Maricopa Judge Clears Way for Vote on Sales Tax

Posted By on Wed, Jul 18, 2012 at 5:00 PM

From the Quality Education and Jobs initiative folks today:

JUDGE UPHOLDS VOTER RIGHTS'; OVERTURNS BENNETT'S PETITION REJECTION

Following a hearing lasting approximately 20 minutes, a Maricopa County Superior Court judge today upheld the rights of Arizona voters, saying that Secretary of State Ken Bennett's decision to reject 290,849 petition signatures to place the Quality Education and Jobs citizens' initiative on the November ballot was unconstitutional.

"I honestly don't know why we need to be here," said Judge Robert Oberbillig during the proceedings.

"Judge Oberbillig's ruling reaffirms what the Arizona's Constitution and state law make very clear - a hyper-technicality is never grounds to overturn the rights of Arizona voters," said Ann-Eve Pedersen, chair of the Quality Education and Jobs campaign. "Education opponents know there is vast popular support for this initiative, so they had to resort to these types of desperate measures to try to keep it off the ballot. We were always confident that the will of Arizona voters would prevail in court, and with this ruling, we are now even more confident that Prop. 204 will prevail in November."
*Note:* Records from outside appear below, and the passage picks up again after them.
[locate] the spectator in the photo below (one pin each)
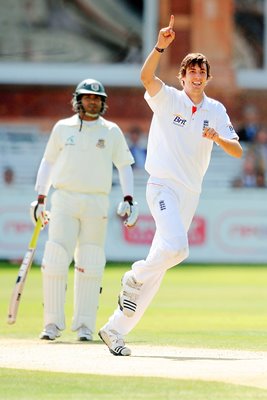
(8, 176)
(251, 124)
(137, 147)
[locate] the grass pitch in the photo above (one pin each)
(197, 306)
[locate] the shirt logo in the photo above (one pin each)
(205, 124)
(162, 205)
(179, 120)
(70, 141)
(231, 129)
(101, 144)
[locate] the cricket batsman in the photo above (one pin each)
(78, 163)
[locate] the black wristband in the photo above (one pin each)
(41, 199)
(129, 199)
(159, 50)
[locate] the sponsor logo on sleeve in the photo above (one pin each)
(179, 120)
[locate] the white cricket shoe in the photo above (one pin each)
(84, 334)
(50, 332)
(129, 295)
(114, 341)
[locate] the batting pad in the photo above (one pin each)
(55, 266)
(89, 266)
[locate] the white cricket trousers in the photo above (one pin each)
(172, 207)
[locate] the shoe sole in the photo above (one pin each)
(84, 339)
(118, 350)
(46, 337)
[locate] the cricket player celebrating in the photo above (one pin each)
(185, 125)
(78, 162)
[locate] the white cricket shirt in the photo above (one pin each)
(83, 160)
(176, 149)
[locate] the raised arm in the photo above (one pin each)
(150, 81)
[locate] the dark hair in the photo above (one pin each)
(193, 59)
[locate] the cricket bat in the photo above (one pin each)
(22, 274)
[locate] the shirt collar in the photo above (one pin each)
(189, 103)
(75, 120)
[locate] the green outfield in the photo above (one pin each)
(223, 307)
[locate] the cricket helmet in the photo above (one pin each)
(89, 86)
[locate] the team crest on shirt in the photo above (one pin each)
(70, 141)
(205, 124)
(179, 120)
(101, 144)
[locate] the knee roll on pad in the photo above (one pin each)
(90, 258)
(56, 259)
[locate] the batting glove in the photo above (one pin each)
(128, 209)
(38, 210)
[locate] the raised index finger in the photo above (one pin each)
(171, 23)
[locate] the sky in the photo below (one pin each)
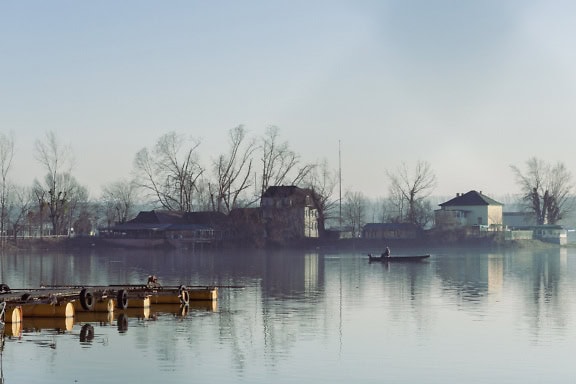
(471, 87)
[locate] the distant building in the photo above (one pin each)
(518, 219)
(158, 228)
(390, 231)
(470, 209)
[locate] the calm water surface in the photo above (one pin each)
(464, 316)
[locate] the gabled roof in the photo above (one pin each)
(296, 194)
(285, 191)
(157, 217)
(390, 226)
(471, 198)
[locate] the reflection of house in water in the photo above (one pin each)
(390, 231)
(311, 272)
(495, 273)
(521, 226)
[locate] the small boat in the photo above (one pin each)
(387, 259)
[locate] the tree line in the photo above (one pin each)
(170, 175)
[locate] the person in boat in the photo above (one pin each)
(386, 252)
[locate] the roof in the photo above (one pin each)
(157, 217)
(299, 196)
(471, 198)
(160, 219)
(390, 226)
(285, 191)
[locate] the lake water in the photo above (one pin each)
(463, 316)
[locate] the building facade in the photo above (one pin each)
(470, 209)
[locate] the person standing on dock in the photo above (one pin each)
(386, 252)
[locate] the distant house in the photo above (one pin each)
(518, 219)
(470, 209)
(289, 213)
(390, 231)
(168, 228)
(521, 225)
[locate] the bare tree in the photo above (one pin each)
(322, 182)
(6, 157)
(280, 165)
(409, 191)
(354, 211)
(233, 172)
(546, 190)
(118, 198)
(23, 202)
(59, 188)
(170, 171)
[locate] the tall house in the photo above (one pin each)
(289, 213)
(470, 209)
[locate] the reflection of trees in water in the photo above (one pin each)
(540, 275)
(466, 276)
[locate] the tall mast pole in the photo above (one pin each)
(340, 184)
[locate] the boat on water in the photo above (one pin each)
(400, 258)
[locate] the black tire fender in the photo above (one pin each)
(86, 333)
(122, 299)
(184, 296)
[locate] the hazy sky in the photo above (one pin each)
(469, 86)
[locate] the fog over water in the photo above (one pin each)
(467, 315)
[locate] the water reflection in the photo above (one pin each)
(290, 316)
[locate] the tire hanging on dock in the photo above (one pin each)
(122, 299)
(87, 333)
(183, 295)
(86, 299)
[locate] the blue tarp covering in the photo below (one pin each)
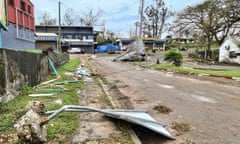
(108, 47)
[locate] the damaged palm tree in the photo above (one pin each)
(28, 127)
(135, 52)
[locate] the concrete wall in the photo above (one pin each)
(19, 68)
(24, 40)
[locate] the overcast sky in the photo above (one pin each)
(119, 15)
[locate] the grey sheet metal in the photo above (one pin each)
(139, 117)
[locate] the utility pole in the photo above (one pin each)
(136, 31)
(59, 47)
(141, 15)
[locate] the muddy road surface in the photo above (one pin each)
(194, 110)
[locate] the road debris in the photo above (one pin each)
(139, 117)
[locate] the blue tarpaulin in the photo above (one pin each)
(108, 47)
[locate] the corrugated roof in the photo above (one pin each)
(236, 40)
(46, 34)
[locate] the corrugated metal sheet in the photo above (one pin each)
(139, 117)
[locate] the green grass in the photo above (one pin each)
(232, 73)
(59, 129)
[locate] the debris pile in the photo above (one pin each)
(28, 127)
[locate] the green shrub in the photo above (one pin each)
(174, 57)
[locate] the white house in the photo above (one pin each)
(229, 51)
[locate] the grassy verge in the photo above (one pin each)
(59, 129)
(186, 70)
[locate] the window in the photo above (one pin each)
(29, 9)
(11, 2)
(23, 6)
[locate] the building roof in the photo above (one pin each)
(46, 34)
(236, 40)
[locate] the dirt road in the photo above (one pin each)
(202, 112)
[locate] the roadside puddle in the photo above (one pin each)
(166, 86)
(204, 99)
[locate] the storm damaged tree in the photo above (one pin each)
(210, 20)
(155, 18)
(91, 18)
(46, 19)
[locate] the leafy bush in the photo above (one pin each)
(174, 57)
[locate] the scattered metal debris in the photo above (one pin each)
(139, 117)
(52, 66)
(66, 82)
(41, 95)
(28, 128)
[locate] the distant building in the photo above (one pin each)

The Quality Education and Jobs initiative will renew the one-cent sales tax when it expires in 2013 to provide dedicated, permanent revenue to provide basic funding for education that the Legislature cannot cut. Prop. 204 will support education across the spectrum: K-12, charter schools, vocational education, community colleges, universities and GED programs.

The legal case centered on whether the Quality Education and Jobs volunteer-led committee complied with the state Constitution and state law in submitting a record number of petition signatures to the Secretary of State's Office. Bennett rejected the 290,849 signatures on June 25, after making a unilateral decision that a clerical error on a paper document filed with his office invalidated the signatures. Even though his office had accepted an electronic filing with ballot language that matched the language attached to each of the 19,071 petitions submitted, Bennett determined that the electronic filing was not "official."

The campaign legal team, headed by former Arizona Supreme Court Chief Justice Stanley Feldman, successfully argued that Bennett's decision was not constitutional. The Arizona Constitution requires the Secretary of State to place a measure on the ballot if supporters meet four requirements, all of which were met in this case.

Secretary Bennett could appeal the lower court ruling to the Arizona Supreme Court, but doing so would put additional taxpayer dollars at risk. Under Arizona law, the courts could order the state to pay all legal and court costs if Bennett does not prevail.

"The courts have overturned Secretary Bennett's arbitrary decision. He should respect that ruling and complete validation of the 290,849 signatures turned in to his office," said Pedersen.

"Secretary Bennett's job is to facilitate democracy, not obstruct it," she said. "Appealing this decision only delays the process further and puts taxpayer dollars at risk."